Она плотно закрыла дверь, но нескладная мелодия, которую небрежно наигрывала Элиза, все равно доносилась снаружи. Элис прижалась спиной к двери, словно желая воспрепятствовать звукам. Она пожала плечами, как азартный игрок, которому нечего больше терять, прошла в угол, где была уборная, и закатала рукава. Сморщив от запаха нос, она сунула руку в дыру и нащупала шнурок с висящим на нем мешочком, где лежали восковые фигурки. Мешочек, весь облепленный дерьмом, прилип к стене замка. Элис никак не могла ухватить его, пальцы скользили. Наконец она поймала мешочек за уголок, оторвала от стены и вынула из дыры.

— Фу-у! — протянула она, чуть не задохнувшись от вони.

Опустив мешочек на каменную плиту очага, она попыталась развязать шнурок. Тот задеревенел и поддался не сразу, но наконец развязался, и фигурки выпали на поверхность.
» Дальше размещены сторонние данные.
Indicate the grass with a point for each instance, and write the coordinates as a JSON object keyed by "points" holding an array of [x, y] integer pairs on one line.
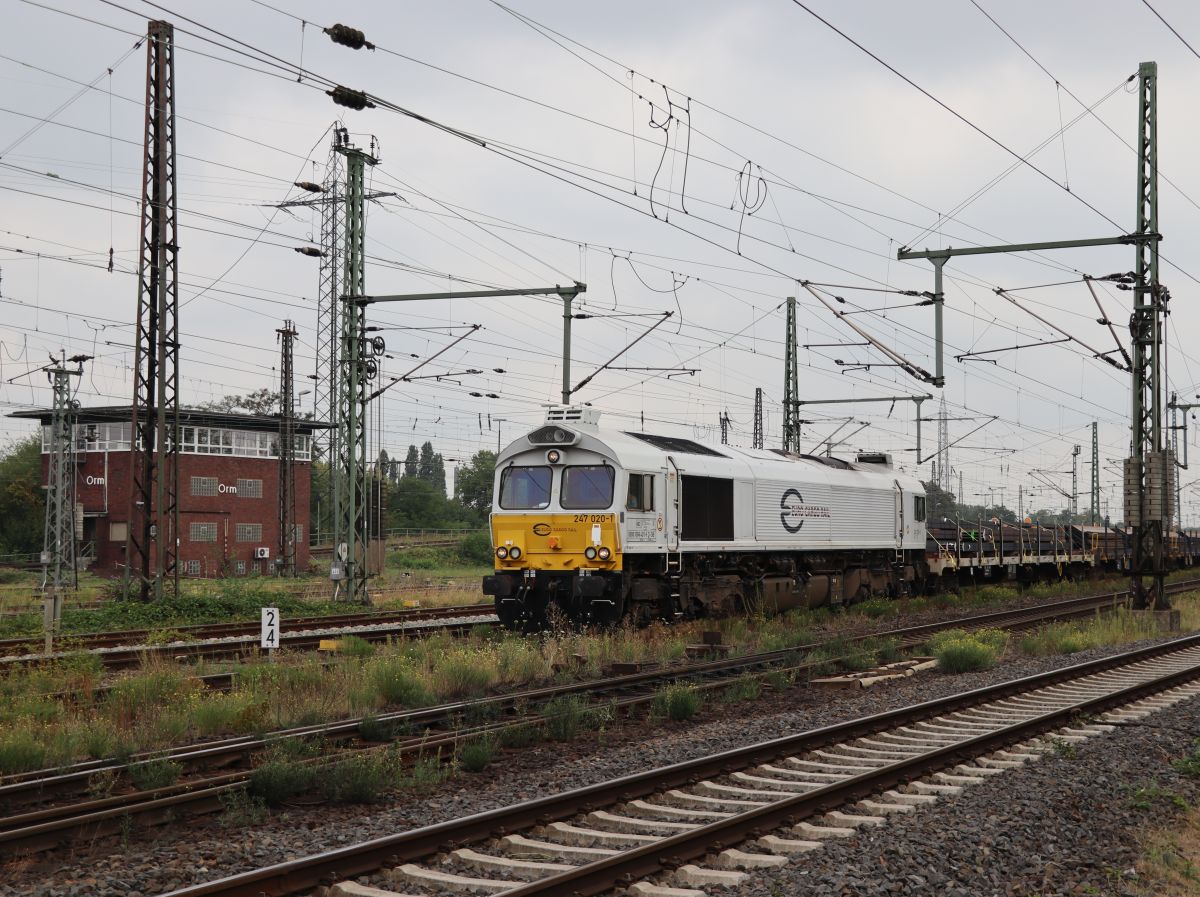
{"points": [[159, 772], [677, 702], [477, 754], [162, 705], [959, 651]]}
Элис уже забыла, как отвратительно они некрасивы. Куколка Кэтрин с широко раздвинутыми ногами и нелепо огромным животом, фигурка старого лорда с большим носом и алчным выражением лица и Хьюго — ее возлюбленный Хьюго — со смазанными, слепыми глазами, стертыми ушами, с грязным пятном вместо рта и с безобразными обрубками вместо пальцев. Элис задрожала и швырнула мешочек в огонь; тот зашипел, и комнату наполнил теплый запах дерьма. Подвинув табуретку поближе, Элис положила все три фигурки себе на колени и стала внимательно их разглядывать.

Дверь за ее спиной тихонько отворилась, и в комнату неслышно вошла Мора.

— Ага, — с порога начала она, — я почуяла, что ты собираешься колдовать, еще когда мы болтали о новостях из Лондона. Но не думала я, что ты снова возьмешься за этих кукол.

Побледнев, Элис оглянулась и посмотрела на старуху. Она даже не попыталась прикрыть ужасные повреждения, которые нанесла фигуркам.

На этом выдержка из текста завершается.